The successional dynamics of forests—from canopy openings to regeneration, maturation, and decay—influence the amount and heterogeneity of resources available for forest-dwelling organisms. Conservation has largely focused only on selected stages of forest succession (e.g., late-seral stages). However, to develop comprehensive conservation strategies and to understand the impact of forest management on biodiversity, a quantitative understanding of how different trophic groups vary over the course of succession is needed.
2.
We classified mixed mountain forests in Central Europe into nine successional stages using airborne LiDAR. We analysed α- and β-diversity of six trophic groups encompassing approximately 3,000 species from three kingdoms. We quantified the effect of successional stage on the number of species with and without controlling for species abundances and tested whether the data fit the more-individuals hypothesis or the habitat heterogeneity hypothesis. Furthermore, we analysed the similarity of assemblages along successional development.
3.
The abundance of producers, first-order consumers, and saprotrophic species showed a U-shaped response to forest succession. The number of species of producer and consumer groups generally followed this U-shaped pattern. In contrast to our expectation, the number of saprotrophic species did not change along succession. When we controlled for the effect of abundance, the number of producer and saproxylic beetle species increased linearly with forest succession, whereas the U-shaped response of the number of consumer species persisted.

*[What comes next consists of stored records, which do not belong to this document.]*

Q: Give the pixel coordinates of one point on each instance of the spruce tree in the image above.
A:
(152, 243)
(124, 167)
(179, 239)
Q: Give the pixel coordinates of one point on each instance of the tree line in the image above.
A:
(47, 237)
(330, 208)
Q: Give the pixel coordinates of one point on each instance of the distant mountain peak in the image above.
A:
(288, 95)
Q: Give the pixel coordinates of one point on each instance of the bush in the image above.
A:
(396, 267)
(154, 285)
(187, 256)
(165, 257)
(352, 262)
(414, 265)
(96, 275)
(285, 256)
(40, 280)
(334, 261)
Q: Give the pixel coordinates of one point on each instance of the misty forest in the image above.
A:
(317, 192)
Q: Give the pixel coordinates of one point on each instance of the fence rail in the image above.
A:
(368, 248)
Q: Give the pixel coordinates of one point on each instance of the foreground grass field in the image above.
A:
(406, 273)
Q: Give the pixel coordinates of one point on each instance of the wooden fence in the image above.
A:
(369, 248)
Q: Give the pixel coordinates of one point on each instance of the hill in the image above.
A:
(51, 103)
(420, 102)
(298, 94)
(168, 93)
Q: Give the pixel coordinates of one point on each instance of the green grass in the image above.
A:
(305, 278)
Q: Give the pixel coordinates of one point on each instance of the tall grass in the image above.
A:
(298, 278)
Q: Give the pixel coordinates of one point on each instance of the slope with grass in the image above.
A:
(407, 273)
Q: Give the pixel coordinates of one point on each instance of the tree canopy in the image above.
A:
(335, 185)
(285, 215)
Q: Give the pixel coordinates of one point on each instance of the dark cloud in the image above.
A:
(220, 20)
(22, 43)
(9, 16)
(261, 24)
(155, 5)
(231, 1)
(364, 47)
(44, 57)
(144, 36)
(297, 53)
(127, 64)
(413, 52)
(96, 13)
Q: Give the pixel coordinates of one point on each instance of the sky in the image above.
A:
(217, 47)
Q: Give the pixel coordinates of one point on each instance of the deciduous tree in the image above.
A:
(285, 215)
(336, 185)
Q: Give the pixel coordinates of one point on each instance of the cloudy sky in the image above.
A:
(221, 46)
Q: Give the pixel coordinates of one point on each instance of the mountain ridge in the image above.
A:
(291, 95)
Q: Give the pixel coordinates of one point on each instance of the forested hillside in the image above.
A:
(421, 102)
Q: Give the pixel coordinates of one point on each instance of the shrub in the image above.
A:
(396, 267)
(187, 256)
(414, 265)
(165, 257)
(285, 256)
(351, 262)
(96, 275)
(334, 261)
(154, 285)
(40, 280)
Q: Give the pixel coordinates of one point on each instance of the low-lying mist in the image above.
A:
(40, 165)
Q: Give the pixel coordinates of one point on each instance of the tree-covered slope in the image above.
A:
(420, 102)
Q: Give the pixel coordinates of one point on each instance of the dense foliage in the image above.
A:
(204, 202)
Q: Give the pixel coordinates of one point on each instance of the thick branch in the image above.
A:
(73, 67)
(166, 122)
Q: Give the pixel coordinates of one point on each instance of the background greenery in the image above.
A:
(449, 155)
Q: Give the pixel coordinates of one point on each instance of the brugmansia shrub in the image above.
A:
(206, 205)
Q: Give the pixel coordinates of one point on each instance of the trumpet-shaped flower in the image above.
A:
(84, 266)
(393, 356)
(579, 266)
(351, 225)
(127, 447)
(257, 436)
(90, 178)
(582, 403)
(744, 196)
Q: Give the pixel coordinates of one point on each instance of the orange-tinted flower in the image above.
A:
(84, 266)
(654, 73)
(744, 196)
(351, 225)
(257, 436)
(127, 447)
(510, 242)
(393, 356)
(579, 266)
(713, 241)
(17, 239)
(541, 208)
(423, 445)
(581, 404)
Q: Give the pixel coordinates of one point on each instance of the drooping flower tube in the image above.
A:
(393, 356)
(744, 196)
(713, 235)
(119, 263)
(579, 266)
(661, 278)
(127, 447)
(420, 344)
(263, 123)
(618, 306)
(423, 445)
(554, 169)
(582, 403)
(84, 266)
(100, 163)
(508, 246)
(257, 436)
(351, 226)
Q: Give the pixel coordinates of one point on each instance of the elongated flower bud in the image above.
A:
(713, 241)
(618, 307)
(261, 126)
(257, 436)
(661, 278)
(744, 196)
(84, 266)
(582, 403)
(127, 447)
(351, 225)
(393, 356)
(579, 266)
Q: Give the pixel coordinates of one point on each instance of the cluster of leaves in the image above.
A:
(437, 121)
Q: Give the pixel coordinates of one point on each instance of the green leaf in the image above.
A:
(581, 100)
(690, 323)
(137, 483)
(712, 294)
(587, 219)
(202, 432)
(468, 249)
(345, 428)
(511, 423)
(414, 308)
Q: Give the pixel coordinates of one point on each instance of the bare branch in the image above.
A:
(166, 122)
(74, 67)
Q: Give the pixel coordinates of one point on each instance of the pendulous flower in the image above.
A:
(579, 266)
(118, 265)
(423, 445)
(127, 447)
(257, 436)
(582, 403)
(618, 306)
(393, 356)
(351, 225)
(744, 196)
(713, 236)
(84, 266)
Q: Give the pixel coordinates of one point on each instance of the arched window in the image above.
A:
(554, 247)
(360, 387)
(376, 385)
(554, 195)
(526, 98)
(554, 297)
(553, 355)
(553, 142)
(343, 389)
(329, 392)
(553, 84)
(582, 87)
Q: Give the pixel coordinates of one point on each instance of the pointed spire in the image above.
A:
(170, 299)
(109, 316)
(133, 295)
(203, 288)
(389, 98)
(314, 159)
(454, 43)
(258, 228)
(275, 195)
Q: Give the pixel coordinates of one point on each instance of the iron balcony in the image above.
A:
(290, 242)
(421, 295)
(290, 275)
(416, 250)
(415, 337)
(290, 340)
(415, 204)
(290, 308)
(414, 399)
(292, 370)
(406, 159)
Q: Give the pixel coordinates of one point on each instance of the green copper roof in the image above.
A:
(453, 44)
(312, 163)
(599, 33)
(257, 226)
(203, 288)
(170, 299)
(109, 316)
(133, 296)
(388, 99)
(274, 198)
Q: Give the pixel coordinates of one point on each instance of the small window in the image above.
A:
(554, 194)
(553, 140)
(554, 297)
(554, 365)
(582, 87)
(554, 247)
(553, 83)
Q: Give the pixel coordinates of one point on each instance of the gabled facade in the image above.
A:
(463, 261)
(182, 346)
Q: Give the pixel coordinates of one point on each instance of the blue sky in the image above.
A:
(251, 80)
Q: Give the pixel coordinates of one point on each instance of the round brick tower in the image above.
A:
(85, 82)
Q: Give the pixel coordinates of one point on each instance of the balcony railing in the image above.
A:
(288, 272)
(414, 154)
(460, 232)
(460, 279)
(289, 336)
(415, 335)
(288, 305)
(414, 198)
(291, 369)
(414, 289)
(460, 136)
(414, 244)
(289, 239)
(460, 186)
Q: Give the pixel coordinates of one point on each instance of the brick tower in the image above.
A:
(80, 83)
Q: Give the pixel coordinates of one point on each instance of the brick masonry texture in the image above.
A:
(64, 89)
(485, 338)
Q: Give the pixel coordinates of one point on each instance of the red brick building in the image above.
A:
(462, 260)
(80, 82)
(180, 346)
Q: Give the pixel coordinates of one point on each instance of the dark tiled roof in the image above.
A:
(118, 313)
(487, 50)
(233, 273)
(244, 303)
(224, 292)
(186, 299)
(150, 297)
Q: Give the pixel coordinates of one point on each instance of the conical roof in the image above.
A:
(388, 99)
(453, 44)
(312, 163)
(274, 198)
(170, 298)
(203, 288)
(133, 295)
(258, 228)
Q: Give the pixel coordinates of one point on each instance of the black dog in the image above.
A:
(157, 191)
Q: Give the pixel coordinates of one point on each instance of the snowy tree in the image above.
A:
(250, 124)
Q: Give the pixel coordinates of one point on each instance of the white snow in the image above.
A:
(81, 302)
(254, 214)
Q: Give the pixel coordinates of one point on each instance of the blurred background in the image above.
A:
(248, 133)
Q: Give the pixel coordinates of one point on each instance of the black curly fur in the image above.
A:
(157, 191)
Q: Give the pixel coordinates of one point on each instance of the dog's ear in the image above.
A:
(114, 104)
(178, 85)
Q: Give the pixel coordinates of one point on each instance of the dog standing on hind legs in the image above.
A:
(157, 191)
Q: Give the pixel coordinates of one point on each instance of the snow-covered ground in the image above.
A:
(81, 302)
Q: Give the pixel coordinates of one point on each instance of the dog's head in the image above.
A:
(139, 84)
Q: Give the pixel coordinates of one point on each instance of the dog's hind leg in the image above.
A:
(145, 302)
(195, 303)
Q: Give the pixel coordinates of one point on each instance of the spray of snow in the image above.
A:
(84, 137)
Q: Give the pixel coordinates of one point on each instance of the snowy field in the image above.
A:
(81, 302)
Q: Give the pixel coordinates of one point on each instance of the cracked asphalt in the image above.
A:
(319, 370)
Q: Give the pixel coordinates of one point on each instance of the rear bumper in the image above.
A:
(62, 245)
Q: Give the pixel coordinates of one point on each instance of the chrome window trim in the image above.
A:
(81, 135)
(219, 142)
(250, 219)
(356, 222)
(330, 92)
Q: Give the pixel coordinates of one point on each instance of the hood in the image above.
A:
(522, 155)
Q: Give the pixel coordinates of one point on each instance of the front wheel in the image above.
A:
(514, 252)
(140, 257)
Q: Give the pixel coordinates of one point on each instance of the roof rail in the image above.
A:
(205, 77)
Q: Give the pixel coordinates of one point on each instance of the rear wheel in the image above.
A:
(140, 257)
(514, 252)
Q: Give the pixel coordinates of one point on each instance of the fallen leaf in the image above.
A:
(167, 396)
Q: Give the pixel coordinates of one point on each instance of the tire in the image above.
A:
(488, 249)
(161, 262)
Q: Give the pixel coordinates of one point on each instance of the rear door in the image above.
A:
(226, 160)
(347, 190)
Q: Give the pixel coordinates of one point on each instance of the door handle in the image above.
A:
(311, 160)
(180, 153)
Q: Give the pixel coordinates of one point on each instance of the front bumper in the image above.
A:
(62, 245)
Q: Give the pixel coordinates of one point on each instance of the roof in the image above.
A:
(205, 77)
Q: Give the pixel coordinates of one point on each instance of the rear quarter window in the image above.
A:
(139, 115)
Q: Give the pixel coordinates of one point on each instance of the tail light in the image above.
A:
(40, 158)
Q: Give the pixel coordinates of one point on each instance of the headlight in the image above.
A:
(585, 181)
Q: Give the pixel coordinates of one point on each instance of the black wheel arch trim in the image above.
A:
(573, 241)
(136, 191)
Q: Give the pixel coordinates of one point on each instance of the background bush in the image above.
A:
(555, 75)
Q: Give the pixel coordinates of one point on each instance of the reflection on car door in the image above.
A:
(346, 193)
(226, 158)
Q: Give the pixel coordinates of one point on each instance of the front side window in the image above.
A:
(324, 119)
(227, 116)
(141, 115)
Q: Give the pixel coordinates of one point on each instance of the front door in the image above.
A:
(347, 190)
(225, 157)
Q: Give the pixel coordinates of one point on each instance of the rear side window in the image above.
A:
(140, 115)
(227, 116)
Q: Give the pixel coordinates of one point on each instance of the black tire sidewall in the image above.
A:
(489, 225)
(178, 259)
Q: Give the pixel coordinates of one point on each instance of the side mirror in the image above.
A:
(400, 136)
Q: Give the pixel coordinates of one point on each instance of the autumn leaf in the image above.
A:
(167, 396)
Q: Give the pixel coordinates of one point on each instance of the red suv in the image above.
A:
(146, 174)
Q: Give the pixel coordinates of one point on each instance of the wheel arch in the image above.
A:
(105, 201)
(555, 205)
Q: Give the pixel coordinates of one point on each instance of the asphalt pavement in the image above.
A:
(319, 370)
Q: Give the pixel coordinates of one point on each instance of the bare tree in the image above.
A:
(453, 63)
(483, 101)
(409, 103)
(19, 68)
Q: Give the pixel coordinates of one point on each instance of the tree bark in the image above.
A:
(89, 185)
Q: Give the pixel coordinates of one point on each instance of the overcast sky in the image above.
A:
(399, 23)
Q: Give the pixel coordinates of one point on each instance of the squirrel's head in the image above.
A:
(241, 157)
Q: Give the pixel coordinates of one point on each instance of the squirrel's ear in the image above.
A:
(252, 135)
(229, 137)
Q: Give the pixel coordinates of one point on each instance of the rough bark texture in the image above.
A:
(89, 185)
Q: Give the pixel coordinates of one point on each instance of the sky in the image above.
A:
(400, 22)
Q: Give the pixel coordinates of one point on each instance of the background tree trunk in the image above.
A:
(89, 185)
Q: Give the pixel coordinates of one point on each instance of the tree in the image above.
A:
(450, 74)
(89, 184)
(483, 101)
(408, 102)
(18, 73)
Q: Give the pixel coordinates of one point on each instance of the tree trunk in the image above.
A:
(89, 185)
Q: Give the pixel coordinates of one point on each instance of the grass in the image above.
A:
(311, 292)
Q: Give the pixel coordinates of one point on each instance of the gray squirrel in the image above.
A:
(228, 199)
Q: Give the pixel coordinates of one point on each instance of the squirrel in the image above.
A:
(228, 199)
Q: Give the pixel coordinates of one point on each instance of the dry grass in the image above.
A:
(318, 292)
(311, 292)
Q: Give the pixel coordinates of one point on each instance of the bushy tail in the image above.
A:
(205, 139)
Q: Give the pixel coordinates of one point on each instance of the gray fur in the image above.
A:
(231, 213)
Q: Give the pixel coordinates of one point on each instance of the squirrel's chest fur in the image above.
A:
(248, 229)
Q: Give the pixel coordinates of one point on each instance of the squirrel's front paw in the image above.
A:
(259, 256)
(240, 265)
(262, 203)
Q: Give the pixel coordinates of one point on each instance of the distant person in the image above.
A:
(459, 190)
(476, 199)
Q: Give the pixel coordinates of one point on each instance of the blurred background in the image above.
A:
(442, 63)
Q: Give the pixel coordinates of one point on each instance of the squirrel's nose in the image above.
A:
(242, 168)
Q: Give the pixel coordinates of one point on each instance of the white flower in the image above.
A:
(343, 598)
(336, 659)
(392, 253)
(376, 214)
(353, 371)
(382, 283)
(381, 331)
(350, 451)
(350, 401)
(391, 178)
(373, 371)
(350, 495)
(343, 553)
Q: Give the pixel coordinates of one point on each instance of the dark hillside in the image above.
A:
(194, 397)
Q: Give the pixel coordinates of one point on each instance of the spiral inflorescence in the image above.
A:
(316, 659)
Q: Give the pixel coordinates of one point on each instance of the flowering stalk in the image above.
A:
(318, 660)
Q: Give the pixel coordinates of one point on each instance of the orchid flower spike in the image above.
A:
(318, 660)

The analysis of assemblages indicated a large contribution of succession-mediated β-diversity to regional γ-diversity.
4.
Synthesis and applications. Depending on the species group, our data supported both the more-individuals hypothesis and the habitat heterogeneity hypothesis. Our results highlight the strong influence of forest succession on biodiversity and underline the importance of controlling for successional dynamics when assessing biodiversity change in response to external drivers such as climate change. The successional stages with highest diversity (early and late successional stages) are currently strongly underrepresented in the forests of Central Europe. We thus recommend that conservation strategies aim at a more balanced representation of all successional stages.